Sur des petites routes étroites et moins bien entretenues en revanche, ses piètres performances et son caractère "ondulant" sautent au casque : la V9 Roamer subit chaque irrégularité, contraignant à rendre la main face à ses réactions parfois erratiques. Gare alors à couper les gaz progressivement, sous peine de comprimer les suspensions sous le sensible effet de couple occasionné par le cardan...

"La Triumph finit par bouger, alors que la Moto Guzzi bouge avant de commencer", résume ironiquement l'un de nos essayeurs, pourtant peu gêné habituellement par le caractère "remuant" d'une moto !

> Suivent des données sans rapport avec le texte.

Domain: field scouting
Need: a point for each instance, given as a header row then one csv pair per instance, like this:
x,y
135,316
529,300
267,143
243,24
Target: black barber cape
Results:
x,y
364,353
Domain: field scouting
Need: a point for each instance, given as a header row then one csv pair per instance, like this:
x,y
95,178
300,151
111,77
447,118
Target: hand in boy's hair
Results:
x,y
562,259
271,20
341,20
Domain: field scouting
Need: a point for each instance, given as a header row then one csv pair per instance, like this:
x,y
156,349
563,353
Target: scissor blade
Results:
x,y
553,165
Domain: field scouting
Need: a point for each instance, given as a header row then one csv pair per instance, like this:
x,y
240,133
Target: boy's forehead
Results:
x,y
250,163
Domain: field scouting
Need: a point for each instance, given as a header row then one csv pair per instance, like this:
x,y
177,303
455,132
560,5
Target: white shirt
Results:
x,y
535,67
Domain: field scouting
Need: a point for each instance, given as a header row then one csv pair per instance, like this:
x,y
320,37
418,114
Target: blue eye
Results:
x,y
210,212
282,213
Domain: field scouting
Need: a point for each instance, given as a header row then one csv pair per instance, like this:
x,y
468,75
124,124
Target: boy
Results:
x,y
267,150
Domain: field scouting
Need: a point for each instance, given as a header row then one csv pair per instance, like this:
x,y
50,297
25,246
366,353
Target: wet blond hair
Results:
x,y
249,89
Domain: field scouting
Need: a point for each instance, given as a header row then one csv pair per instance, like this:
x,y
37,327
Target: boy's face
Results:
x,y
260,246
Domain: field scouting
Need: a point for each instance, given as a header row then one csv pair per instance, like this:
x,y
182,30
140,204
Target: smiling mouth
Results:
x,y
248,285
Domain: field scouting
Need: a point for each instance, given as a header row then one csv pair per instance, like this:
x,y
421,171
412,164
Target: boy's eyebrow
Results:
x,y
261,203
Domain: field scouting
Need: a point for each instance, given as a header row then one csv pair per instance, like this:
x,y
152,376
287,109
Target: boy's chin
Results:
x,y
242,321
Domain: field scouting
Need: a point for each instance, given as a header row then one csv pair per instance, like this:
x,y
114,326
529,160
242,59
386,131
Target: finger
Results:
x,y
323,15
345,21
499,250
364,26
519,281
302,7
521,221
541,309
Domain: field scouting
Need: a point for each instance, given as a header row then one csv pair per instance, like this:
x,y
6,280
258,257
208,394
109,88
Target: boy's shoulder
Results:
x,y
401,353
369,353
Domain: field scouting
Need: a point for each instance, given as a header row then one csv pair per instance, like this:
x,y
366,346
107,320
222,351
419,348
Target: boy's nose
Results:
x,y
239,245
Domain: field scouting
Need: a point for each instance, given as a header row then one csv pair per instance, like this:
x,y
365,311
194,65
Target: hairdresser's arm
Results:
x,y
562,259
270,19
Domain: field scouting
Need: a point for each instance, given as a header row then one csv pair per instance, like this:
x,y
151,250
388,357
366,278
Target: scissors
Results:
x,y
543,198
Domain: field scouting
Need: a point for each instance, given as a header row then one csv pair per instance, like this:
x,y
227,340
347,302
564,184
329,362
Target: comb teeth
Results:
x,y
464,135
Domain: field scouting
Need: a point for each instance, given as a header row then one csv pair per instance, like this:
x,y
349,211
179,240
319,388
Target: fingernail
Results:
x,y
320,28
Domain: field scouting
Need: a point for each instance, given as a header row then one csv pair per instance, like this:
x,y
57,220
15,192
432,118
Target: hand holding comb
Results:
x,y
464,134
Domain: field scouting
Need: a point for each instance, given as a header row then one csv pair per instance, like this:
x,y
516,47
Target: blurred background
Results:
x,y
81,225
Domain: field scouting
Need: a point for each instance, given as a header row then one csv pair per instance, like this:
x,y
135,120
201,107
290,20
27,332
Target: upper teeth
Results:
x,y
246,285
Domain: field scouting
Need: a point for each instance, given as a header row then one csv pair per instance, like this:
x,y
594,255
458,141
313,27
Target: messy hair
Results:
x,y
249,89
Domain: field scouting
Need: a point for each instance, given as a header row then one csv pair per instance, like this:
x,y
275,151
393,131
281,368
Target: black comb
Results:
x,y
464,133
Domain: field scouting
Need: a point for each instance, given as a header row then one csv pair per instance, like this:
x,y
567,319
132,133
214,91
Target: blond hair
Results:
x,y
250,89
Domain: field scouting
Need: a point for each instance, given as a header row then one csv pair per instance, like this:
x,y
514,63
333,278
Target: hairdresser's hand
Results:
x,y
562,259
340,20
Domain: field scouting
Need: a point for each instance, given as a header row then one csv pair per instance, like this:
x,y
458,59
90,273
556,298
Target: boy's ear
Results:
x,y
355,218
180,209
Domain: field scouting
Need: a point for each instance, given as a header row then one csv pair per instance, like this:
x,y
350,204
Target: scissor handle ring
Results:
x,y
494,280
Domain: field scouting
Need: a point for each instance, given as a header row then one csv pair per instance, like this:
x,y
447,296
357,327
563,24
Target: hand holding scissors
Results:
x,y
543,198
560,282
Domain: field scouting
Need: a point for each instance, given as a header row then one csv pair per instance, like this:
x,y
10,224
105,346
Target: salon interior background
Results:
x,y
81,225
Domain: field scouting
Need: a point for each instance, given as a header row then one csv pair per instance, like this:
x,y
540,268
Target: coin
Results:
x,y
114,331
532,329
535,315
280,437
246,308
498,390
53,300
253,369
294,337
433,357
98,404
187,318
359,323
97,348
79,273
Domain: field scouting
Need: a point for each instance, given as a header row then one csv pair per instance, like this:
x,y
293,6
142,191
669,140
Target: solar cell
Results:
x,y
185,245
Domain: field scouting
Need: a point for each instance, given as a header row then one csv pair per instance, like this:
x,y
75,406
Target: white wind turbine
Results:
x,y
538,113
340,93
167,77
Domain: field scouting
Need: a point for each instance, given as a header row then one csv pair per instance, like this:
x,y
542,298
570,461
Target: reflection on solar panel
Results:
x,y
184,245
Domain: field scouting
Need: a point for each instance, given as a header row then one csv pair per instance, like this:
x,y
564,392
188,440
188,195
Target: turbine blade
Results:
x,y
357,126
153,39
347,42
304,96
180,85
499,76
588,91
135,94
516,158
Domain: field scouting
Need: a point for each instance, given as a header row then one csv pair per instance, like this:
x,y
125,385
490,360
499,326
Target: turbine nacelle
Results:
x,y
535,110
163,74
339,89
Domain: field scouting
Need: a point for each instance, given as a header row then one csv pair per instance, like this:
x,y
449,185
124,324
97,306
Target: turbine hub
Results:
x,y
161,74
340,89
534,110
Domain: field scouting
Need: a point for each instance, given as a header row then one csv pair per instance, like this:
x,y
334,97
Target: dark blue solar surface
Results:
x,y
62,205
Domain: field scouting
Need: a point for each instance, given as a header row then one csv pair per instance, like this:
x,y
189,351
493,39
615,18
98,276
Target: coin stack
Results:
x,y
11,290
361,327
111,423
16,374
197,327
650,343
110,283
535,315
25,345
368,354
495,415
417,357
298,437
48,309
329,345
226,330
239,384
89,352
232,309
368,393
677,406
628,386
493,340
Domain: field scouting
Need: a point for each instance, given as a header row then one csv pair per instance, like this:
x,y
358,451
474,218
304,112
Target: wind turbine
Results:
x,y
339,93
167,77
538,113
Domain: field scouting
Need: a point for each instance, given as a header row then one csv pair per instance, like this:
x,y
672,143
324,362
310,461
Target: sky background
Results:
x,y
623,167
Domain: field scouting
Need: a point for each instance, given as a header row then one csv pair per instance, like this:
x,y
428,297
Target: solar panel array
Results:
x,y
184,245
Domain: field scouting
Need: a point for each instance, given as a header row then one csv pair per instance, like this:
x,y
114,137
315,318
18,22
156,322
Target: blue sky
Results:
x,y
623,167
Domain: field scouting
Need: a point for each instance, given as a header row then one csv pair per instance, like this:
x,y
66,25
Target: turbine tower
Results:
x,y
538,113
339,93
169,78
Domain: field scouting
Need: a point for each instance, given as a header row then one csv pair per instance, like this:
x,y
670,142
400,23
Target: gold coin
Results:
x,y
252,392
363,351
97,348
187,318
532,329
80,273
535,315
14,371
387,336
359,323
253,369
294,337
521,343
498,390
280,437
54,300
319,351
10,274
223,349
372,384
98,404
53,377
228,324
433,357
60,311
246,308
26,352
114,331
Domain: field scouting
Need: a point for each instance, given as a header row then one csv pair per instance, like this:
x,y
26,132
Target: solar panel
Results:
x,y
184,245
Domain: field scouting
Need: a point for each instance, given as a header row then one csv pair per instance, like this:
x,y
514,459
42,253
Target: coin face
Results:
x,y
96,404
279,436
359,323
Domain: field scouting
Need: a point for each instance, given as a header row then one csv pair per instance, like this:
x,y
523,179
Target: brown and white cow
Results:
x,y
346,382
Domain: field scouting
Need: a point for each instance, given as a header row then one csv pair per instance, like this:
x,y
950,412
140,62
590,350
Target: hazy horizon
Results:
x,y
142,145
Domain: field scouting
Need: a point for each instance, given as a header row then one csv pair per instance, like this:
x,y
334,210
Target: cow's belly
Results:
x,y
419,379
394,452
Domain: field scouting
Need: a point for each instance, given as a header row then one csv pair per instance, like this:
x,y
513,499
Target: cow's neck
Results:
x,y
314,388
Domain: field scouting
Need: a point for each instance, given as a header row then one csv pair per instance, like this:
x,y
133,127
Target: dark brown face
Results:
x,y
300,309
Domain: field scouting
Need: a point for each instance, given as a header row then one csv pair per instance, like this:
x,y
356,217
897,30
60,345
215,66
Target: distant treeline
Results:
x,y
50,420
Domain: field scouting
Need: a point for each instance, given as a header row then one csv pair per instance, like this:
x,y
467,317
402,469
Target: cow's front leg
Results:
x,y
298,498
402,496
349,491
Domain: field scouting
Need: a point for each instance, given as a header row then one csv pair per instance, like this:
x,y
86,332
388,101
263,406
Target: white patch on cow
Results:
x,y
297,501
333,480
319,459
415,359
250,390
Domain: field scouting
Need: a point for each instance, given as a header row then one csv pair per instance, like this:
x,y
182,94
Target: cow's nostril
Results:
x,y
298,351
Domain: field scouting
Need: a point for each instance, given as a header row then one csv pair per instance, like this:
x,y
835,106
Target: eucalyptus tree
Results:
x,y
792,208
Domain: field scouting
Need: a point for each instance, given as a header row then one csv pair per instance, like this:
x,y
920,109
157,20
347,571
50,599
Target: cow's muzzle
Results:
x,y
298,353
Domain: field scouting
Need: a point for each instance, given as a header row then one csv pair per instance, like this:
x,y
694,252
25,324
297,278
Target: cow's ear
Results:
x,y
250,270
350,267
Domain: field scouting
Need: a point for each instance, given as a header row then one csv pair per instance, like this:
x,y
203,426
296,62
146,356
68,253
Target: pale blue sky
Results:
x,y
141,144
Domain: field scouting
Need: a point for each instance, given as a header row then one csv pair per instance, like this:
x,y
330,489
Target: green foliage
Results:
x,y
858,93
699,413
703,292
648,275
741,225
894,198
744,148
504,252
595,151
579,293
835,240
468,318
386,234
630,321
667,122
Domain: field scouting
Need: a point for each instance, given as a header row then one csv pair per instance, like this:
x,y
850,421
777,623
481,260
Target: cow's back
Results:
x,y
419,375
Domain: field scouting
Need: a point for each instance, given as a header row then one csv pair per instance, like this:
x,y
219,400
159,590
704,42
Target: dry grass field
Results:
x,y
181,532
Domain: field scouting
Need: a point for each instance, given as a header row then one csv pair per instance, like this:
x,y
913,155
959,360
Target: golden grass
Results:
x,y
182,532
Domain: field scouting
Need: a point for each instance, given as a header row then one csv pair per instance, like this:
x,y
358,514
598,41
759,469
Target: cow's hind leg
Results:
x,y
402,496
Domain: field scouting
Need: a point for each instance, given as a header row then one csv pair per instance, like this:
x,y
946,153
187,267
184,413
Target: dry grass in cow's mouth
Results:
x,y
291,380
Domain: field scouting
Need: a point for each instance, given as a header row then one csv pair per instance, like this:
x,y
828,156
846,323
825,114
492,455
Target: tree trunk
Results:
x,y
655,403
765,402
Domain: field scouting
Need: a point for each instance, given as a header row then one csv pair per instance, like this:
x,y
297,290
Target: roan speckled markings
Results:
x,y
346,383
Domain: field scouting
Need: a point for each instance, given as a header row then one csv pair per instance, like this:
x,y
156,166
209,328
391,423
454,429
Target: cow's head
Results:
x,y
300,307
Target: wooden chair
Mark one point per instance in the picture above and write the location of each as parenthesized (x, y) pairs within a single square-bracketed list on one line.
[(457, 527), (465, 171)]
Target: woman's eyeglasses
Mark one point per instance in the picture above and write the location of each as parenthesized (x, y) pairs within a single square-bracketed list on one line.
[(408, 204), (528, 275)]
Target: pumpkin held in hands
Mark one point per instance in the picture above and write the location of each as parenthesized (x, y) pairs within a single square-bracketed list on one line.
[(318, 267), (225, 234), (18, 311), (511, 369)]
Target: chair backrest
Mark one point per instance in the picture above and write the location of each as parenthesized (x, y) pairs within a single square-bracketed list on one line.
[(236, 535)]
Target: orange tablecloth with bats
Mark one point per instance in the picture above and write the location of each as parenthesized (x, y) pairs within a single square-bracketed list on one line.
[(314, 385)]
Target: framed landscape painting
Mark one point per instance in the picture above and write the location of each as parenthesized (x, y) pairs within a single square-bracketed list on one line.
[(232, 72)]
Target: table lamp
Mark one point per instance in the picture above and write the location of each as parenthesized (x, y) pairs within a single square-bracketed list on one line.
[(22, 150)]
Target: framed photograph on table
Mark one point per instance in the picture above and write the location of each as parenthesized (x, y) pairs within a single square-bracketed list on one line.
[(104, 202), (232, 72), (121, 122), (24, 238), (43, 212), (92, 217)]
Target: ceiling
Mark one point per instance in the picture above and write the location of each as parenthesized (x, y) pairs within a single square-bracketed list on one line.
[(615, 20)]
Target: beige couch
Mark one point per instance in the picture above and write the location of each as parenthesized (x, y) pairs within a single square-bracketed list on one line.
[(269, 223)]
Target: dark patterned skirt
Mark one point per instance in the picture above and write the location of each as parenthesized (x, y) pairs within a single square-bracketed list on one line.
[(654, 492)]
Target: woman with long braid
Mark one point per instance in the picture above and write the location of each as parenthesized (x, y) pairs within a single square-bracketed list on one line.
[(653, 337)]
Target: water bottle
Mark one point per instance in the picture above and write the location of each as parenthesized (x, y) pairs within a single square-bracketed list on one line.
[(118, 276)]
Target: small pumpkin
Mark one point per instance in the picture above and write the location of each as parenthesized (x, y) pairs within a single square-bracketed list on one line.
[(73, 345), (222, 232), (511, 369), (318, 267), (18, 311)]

Les choses rentrent dans l'ordre tandis que le bitume se lisse : la V9 offre un comportement plus rigoureux si l'on s'efforce de conserver une vitesse et une assiette constantes en courbes. La garde au sol restreinte devient alors le seul frein "mécanique", quand la Triumph s'incline joyeusement sans frotter...

La V9 Roamer au moteur...

Les seuls aspects sur lesquels l'anglaise cède du terrain concernent le confort de selle, le freinage et les performances moteur. L'assise de la Street Twin est beaucoup plus dure que celle de la V9 Roamer et son étrier à 2-pistons n'a pas le mordant de son très bon 4-pistons. La Moto Guzzi enfonce le clou avec son frein arrière plus puissant et facile à doser : appréciable pour corriger l'un de ses écarts !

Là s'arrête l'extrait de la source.